Let's assume that m_Position is initialized as a (0,0,0), m_Orientation is an unrotated quaternion, and m_Scale is (1,1,1). The world matrix is initialized as an identity matrix. Maybe Vector3 is padded to 4 floats instead of 3 or any number of better decisions than how this class is laid out. The point is, there is Data You Care About and bookkeeping (AKA overhead).

This example is a bit deceiving because in the end, we probably only care about m_WorldMatrix. The local Position Orientation and Scale (POS) is likely just used so that when this transform's parent changed, we still have our data relative to the parent and can easily reconstruct our world matrix, which is used for rendering, physics, and many other systems. Note that this class isn't currently describing who the parent is -- could be bound by pointer or ID or something. It doesn't matter for the example being shown.

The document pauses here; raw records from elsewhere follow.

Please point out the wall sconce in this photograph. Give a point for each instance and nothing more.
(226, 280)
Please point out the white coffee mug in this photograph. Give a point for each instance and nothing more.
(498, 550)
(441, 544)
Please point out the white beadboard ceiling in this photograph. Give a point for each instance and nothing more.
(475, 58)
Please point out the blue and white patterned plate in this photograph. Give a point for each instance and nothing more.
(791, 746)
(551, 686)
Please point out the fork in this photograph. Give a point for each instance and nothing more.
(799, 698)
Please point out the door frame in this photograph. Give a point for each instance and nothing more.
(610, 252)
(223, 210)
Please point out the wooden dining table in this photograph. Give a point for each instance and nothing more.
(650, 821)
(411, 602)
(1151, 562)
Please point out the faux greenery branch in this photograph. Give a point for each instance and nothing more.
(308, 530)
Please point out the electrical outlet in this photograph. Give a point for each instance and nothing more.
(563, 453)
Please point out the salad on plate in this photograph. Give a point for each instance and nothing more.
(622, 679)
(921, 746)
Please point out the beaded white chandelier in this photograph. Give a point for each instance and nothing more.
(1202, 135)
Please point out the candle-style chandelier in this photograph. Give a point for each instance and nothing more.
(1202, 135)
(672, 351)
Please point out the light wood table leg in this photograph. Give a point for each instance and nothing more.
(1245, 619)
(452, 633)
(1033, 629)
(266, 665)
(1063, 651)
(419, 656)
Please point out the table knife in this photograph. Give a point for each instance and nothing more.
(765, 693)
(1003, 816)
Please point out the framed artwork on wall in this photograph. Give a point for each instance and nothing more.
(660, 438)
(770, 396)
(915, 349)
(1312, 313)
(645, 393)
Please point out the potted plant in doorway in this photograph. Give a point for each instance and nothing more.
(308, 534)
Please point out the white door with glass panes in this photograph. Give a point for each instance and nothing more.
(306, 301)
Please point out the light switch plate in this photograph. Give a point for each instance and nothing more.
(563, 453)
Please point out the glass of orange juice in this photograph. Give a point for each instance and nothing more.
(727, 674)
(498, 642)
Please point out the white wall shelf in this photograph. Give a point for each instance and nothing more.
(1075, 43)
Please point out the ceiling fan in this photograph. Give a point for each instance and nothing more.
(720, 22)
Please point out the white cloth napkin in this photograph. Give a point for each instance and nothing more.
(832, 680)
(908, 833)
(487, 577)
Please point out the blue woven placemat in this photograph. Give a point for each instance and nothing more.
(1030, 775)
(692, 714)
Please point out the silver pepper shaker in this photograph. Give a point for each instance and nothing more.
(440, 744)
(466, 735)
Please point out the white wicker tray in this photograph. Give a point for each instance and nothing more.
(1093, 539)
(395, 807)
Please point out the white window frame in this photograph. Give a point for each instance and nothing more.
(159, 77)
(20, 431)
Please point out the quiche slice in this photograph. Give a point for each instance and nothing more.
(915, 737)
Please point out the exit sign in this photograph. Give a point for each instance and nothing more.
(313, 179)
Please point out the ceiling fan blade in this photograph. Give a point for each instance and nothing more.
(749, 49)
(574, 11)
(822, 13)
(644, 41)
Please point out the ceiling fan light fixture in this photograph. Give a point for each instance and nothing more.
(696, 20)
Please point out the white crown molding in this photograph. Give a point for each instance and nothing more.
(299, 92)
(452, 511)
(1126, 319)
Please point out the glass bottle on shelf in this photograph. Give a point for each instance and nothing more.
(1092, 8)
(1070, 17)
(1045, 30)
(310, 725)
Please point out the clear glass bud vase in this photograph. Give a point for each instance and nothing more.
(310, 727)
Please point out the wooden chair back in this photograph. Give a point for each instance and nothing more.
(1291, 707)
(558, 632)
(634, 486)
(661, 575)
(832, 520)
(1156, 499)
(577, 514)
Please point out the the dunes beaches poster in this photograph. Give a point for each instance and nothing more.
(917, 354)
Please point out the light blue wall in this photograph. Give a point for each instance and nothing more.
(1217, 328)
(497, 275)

The obvious bookkeeper is m_WorldMatrixDirty. It's especially notable because it's got the mutable keyword. That means I can modify it within a const method. It makes this possible:

const Matrix4x4& Transform::GetWorldMatrix() const
{
    if(m_WorldMatrixDirty)
    {
        //recalculate world matrix.
        m_WorldMatrixDirty = false;
    }
    return m_WorldMatrix;
}

Now, we are only calculating the world matrix when it actually needs to be calculated. But to the outside world, they have no idea we're doing this trick. However, just as importantly, we don't want people directly writing to our local POS, because when the local POS changes it invalidates our world matrix. So we write something like this:

void Transform::SetLocalPosition(const Vector3& newPosition)
{
    m_Position = newPosition;
    m_WorldMatrixDirty = true;
}

This is almost like Event-Driven Programming1. We'd guarded the access to our data member because we want to make sure we do something when that value changes. You can even imagine delegates and events used to notify other parts of the code when data has changed and they want to react to those changes. Here's some easy examples:

  • In a game, when something is added or removed from your inventory:
    • The UI wants to know so it can update your inventory window.
    • The chat/info box wants to know so they can show a message (ie, "Removed Steel Sword").
    • If it is a networked or online game, a system that replicates data may want to notify your client that the item was added or removed.
  • In a game, when your health changes:
    • Enemy AI may want to prioritize their targets. If you have low enough HP, maybe they just want to finish you off.
    • Friendly AI may want to prioritize their healing or protective abilities.
    • The UI will want to show the health change.
    • The game may want to make your character grunt from the hit if it was large enough.
    • In a networked game, a replication system needs to notify nearby clients of the change.
  • In a level editor, when you make a change to the heightfield:
    • The terrain mesh will need to be rebaked for rendering, collision, pathfinding, etc.
    • Placed objects may want to move with the terrain as it is being deformed.
    • A terrain texturing system may want to change the texture based on height, slope, or any other number of properties of the new mesh.
    • Flora may want to regenerate -- maybe the grass only grows on flat terrain and not hills. It wants to know if you just made a steep hill.


Or the UI reacts to a change in stats.


I could go on and on with examples.

The big takeaway is that none of this automatic bookkeeping could be done without methods (or at least some form of indicating which functions were allowed access to data members). Methods certainly are useful and maybe even more commonly useful than the author of the video is letting on. I'm not saying he's wrong -- just that it's slightly more nuanced than the video describes. And maybe that's just a result of only having so much time in a video to explain things. Only he'd really be able to comment on that.

Next post I'll talk about who might want to be listening to these events and what type of data those objects are likely to have (hint, it's not Data You Care About, and that's okay).




1 Full disclaimer -- event driven programming has it's faults too -- it certainly shouldn't be used everywhere.